A total of 1,315 women participated in the study, who were part of the Medical Research Council National Survey of Health and Development in Great Britain. These women have been under medical surveillance since their birth in March 1946. All participants tested their verbal memory skills and cognitive processing speed at the age of 43 and 53, between 60 and 64 and at the age of 69.

What was examined?

The researchers gathered information about age at the onset of menopause (either naturally or due to the removal of the ovaries) and asked if hormone replacement therapy was being given. They also consider other factors that could affect thinking and memory skills, such as cognitive skills, level of education, smoking and the type of employment. Menopause defines the age of the last menstrual cycle. It started on average for women with natural menopause aged 51.5 years.

What did the results look like?

For the verbal memory test, participants were asked to play a 15-point list of words and terms three times with a maximum score of 45. At 43, the participants remembered an average of 25.8 words. At 69, they remembered an average of 23.3 words. The researchers found that among 846 women who experienced menopause naturally, women who later had menopause had higher verbal memory and remembered an additional 0.17 words per year. After the researchers also considered other factors that can affect memory, the difference was 0.09 additional words per year.

More research is needed

The difference in verbal memory values ​​for a menopause that started 10 years later was only slight. But it is possible to use this benefit for a reduced risk of developing dementia, says Dr. Cow in a press release. However, further research is needed to deal with this topic in more detail.

Effects of hormone therapy

The relationship between age at the onset of menopause and memory values ​​is not affected by the use of hormone therapy, the experts explain. In 313 women who had had menopause due to surgery, the relationship between age at the time of surgery and memory values ​​was no longer present when other factors affecting memory were taken into account, the researchers report.

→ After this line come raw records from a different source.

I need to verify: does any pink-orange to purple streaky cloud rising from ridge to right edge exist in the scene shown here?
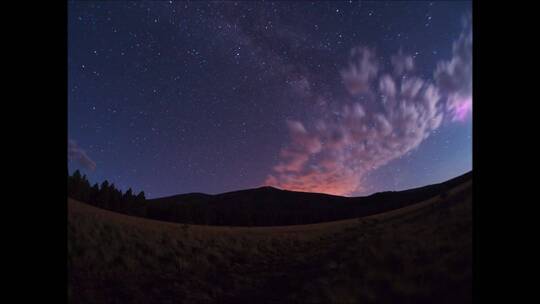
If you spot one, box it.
[265,19,472,195]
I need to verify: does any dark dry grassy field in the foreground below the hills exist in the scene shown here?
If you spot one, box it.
[68,180,472,303]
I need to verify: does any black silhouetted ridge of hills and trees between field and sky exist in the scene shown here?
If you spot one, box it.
[68,171,472,226]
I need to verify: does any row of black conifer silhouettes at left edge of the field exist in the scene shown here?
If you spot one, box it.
[68,170,146,217]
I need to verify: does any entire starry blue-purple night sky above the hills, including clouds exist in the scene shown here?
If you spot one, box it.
[67,1,472,198]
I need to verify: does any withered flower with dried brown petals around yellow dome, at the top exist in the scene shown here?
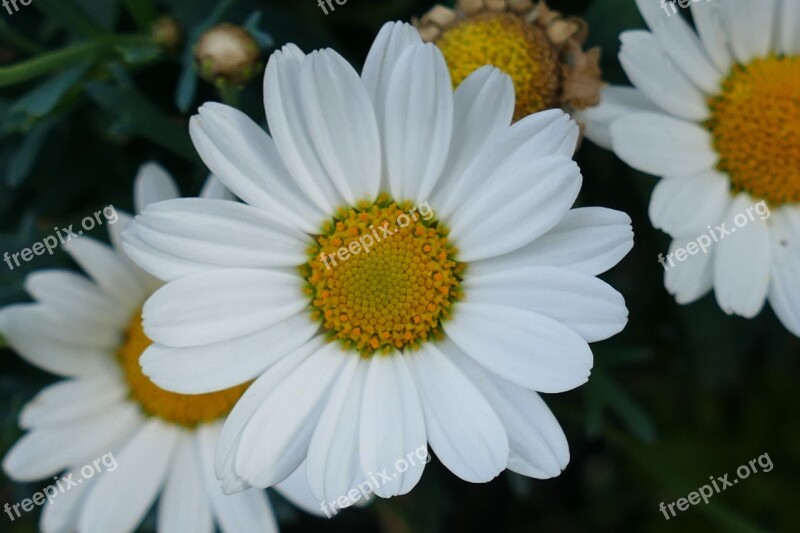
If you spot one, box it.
[415,0,603,120]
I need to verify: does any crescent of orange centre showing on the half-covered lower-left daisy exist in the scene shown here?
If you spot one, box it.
[117,312,249,427]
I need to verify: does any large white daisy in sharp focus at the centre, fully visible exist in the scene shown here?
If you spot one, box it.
[124,23,633,508]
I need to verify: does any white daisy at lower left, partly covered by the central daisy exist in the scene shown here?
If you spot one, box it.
[0,164,319,533]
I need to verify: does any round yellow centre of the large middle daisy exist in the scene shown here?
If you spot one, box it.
[302,196,463,356]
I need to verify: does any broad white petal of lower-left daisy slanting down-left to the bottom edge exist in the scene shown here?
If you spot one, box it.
[80,418,179,533]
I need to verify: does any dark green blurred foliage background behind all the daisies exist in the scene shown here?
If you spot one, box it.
[0,0,800,533]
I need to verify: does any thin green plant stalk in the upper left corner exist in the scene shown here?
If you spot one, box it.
[0,35,151,87]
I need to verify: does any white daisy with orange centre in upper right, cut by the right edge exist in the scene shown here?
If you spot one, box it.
[582,0,800,336]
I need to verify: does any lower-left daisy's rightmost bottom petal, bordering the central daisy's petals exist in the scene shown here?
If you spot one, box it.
[195,424,278,533]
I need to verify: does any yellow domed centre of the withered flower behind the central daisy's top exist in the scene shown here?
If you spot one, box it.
[436,13,561,120]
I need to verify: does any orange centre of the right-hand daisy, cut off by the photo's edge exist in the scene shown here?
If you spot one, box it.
[706,56,800,206]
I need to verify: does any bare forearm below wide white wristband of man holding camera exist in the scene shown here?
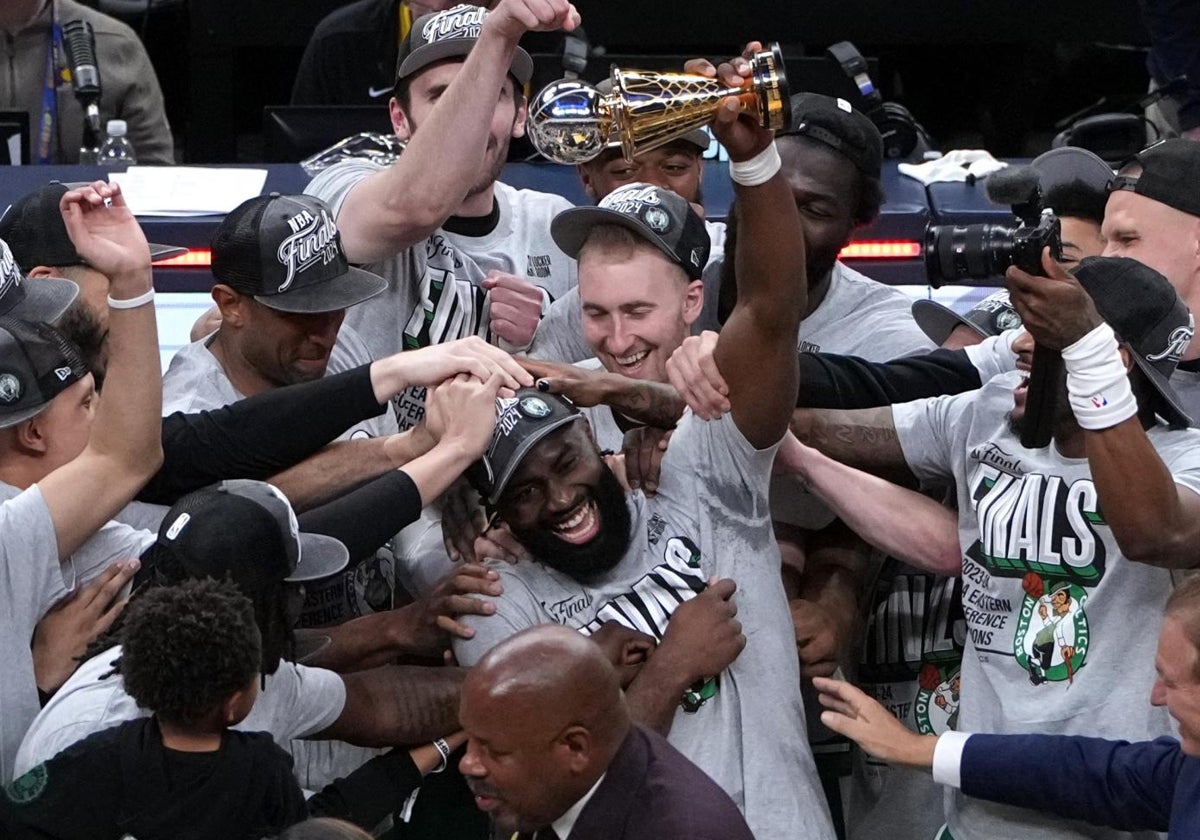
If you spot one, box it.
[1084,416,1200,569]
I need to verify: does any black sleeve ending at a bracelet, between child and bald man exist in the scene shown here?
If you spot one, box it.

Information processing is not affected

When testing how quickly women could process information, there was no relationship between age at onset of menopause and test results. This difference could be due to the role of the estrogen receptor, which helps consolidate memory formation and information storage, Dr. Cow.

Are there any restrictions in the study?

The limitations of the study were that the tests of memory and processing speed were carried out relatively far apart in time. In addition, no information was available on the dose of women who were taking hormone therapy. (as)

Author and source information

Video: Early Menopause Mayo Clinic Womens Health Clinic (August 2020).